The most significant shift in environmental governance over the last thirty years has been the convergence of environmental and liberal economic norms toward "liberal environmentalism"―which predicates environmental protection on the promotion and maintenance of a liberal economic order. Steven Bernstein assesses the reasons for this historical shift, introduces a socio-evolutionary explanation for the selection of international norms, and considers the implications for our ability to address global environmental problems.

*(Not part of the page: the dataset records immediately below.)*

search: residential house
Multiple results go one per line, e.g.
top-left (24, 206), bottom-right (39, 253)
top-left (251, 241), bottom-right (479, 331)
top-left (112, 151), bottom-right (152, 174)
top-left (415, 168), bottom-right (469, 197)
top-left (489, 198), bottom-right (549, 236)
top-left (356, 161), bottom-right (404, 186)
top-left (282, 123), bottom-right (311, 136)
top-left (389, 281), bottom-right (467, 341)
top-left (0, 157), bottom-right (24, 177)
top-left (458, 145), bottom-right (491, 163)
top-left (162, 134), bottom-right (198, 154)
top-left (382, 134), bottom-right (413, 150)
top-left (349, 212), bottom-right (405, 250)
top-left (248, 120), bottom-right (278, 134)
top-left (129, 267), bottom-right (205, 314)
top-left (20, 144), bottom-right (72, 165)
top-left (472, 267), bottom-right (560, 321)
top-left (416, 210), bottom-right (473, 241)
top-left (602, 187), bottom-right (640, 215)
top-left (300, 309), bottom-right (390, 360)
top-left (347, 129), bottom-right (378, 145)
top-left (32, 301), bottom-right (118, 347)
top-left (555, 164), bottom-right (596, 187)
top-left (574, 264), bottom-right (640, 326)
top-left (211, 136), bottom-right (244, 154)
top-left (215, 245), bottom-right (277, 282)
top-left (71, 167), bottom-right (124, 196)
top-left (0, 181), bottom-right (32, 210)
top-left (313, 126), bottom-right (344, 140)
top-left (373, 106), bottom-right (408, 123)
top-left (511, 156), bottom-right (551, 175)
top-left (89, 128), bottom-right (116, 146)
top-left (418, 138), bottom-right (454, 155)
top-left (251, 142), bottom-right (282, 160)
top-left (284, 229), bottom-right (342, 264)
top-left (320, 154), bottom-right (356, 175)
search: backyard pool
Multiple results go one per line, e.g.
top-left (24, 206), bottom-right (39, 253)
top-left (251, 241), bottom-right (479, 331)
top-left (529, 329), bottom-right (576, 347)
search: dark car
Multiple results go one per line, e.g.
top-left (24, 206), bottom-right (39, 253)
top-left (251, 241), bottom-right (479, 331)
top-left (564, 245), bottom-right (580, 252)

The author maintains that the institutionalization of "sustainable development" at the 1992 United Nations Conference on Environment and Development (UNCED) legitimized the evolution toward liberal environmentalism. Arguing that most of the literature on international environmental politics is too rationalist and problem-specific, Bernstein challenges the mainstream thinking on international cooperation by showing that it is always for some purpose or goal. His analysis of the norms that guide global environmental policy also challenges the often-presumed primacy of science in environmental governance.
A lot of impressive stuff. I agree with the idea that too many theories treat interests as exogenous, and I am sympathetic to the methodological critiques of many IR-theories. I do not, on the other hand, quite understand the brushing aside of Gramscian hegemony theory, nor do I like the method by which "norms" are herein investigated, which seems to be largely on explicit linguistic content available to the researcher.
Most useful when offering taxonomies of various epochs of governance paradigms for environmental problems, least when having to say what changes in those paradigms amount to.